以下に、本願の開示する電源制御装置、情報処理装置及び電源制御方法の実施例を図面に基づいて詳細に説明する。なお、以下の実施例により本願の開示する電源制御装置、情報処理装置及び電源制御方法が限定されるものではない。
図1は、実施例1に係るストレージ装置のハードウェア構成図である。図1では、ストレージ装置1は、一例としてサーバ2と接続される。
ストレージ装置1は、FRT(Front End Router)11、CM(Controller Module)121〜124及び記憶媒体格納装置131〜132を有する。本実施例では、ストレージ装置1は、FRT11を複数有する。また、ストレージ装置1は、各CM121〜124に対応する複数の記憶媒体格納装置131及び132を有する。
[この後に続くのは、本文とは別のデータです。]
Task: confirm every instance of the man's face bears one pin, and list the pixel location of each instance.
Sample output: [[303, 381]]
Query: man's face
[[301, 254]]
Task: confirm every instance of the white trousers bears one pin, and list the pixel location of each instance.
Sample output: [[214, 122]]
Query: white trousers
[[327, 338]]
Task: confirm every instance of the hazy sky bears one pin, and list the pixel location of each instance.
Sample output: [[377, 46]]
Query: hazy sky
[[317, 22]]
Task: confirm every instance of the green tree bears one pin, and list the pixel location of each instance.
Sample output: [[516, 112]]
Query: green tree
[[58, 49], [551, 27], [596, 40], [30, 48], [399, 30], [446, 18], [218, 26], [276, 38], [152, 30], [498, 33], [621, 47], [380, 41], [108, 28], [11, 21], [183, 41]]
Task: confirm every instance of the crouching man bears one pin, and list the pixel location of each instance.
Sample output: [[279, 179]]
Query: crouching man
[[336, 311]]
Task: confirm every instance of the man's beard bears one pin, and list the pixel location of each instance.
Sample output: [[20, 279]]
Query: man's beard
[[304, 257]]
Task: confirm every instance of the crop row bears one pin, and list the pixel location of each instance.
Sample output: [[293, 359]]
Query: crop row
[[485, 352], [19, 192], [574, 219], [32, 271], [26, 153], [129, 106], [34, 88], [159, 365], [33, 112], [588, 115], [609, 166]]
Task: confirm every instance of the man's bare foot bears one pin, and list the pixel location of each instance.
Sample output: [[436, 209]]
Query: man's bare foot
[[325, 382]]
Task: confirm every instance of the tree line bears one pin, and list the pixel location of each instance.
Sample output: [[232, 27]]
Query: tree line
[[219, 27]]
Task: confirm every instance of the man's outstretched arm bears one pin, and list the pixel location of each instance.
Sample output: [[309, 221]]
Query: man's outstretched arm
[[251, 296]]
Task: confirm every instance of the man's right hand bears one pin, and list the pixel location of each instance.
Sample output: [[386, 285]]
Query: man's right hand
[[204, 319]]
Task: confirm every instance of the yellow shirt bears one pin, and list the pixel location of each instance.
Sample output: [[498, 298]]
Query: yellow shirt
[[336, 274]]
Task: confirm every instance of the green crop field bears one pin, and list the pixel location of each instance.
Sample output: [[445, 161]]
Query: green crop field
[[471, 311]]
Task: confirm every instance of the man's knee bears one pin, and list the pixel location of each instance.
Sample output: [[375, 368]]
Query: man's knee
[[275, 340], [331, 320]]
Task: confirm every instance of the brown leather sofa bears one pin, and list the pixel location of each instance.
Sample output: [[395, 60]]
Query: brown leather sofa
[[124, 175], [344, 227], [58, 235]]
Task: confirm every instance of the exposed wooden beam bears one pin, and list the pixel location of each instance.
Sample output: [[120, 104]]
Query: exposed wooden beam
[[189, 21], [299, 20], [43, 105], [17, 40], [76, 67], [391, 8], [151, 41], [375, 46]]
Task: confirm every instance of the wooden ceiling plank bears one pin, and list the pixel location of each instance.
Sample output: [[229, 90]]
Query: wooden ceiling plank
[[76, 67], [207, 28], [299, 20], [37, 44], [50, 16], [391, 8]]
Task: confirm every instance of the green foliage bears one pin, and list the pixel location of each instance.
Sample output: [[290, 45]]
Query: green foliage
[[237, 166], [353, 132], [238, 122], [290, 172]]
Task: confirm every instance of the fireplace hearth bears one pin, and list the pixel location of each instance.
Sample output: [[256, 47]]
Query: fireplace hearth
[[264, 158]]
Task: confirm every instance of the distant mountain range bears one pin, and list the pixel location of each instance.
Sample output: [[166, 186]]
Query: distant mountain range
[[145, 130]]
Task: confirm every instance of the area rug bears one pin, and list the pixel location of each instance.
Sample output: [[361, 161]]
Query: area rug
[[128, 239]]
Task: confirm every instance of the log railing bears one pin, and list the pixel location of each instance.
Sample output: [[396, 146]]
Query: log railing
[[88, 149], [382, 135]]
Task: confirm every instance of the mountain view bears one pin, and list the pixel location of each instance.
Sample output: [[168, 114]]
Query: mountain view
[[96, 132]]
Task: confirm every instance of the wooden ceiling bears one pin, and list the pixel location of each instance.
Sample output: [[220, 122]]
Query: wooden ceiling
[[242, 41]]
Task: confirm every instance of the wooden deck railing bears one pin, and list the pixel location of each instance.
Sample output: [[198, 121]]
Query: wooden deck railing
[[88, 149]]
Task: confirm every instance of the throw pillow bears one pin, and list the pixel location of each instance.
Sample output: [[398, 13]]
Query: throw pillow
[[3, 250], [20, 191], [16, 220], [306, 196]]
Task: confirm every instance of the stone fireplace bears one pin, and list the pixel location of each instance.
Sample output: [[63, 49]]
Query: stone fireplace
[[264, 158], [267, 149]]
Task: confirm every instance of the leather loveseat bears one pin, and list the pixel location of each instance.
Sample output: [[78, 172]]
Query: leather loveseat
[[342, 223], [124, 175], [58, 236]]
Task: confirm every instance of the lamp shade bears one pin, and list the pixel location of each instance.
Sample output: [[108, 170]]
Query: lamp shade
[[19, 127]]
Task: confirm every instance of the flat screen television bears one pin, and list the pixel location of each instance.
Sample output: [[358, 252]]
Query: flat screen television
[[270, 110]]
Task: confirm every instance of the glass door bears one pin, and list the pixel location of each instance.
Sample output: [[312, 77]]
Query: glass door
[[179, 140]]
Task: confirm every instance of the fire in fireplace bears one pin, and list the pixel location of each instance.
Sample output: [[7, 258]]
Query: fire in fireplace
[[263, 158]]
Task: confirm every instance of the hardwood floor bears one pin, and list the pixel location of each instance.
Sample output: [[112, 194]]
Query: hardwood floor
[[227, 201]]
FRT11は、PCIe(Peripheral Component Interconnect express)スイッチである。各FRT11は、サーバ2に接続する。また、各FRT11は、CM121〜124にそれぞれ接続する。FRT11は、読出命令や書込命令をサーバ2から受信する。そして、FRT11は、受信した命令の宛先を判定し、宛先となるCM121〜124へ出力する。また、FRT11は、読出命令などに対する応答としてCM121〜124からデータを取得する。そして、FRT11は、取得したデータをサーバ2へ送信する。
図1では、CM121〜125は、二重化されている。具体的には、CM121とCM122とが組となり、CM123とCM124とが組となり、それぞれが二重化構成を実現する。CM121〜124は、いずれも同様の機能を有する。そこで、以下では、CM121〜124のそれぞれを区別しない場合、「CM120」という。
各CM120は、複数のFRT11に接続される。また、CM121及び122は、複数の記憶媒体格納装置131に接続される。CM123及び124は、複数の記憶媒体格納装置132に接続される。CM120とFRT111との通信には、PCIeのような高速シリアル通信が用いられる。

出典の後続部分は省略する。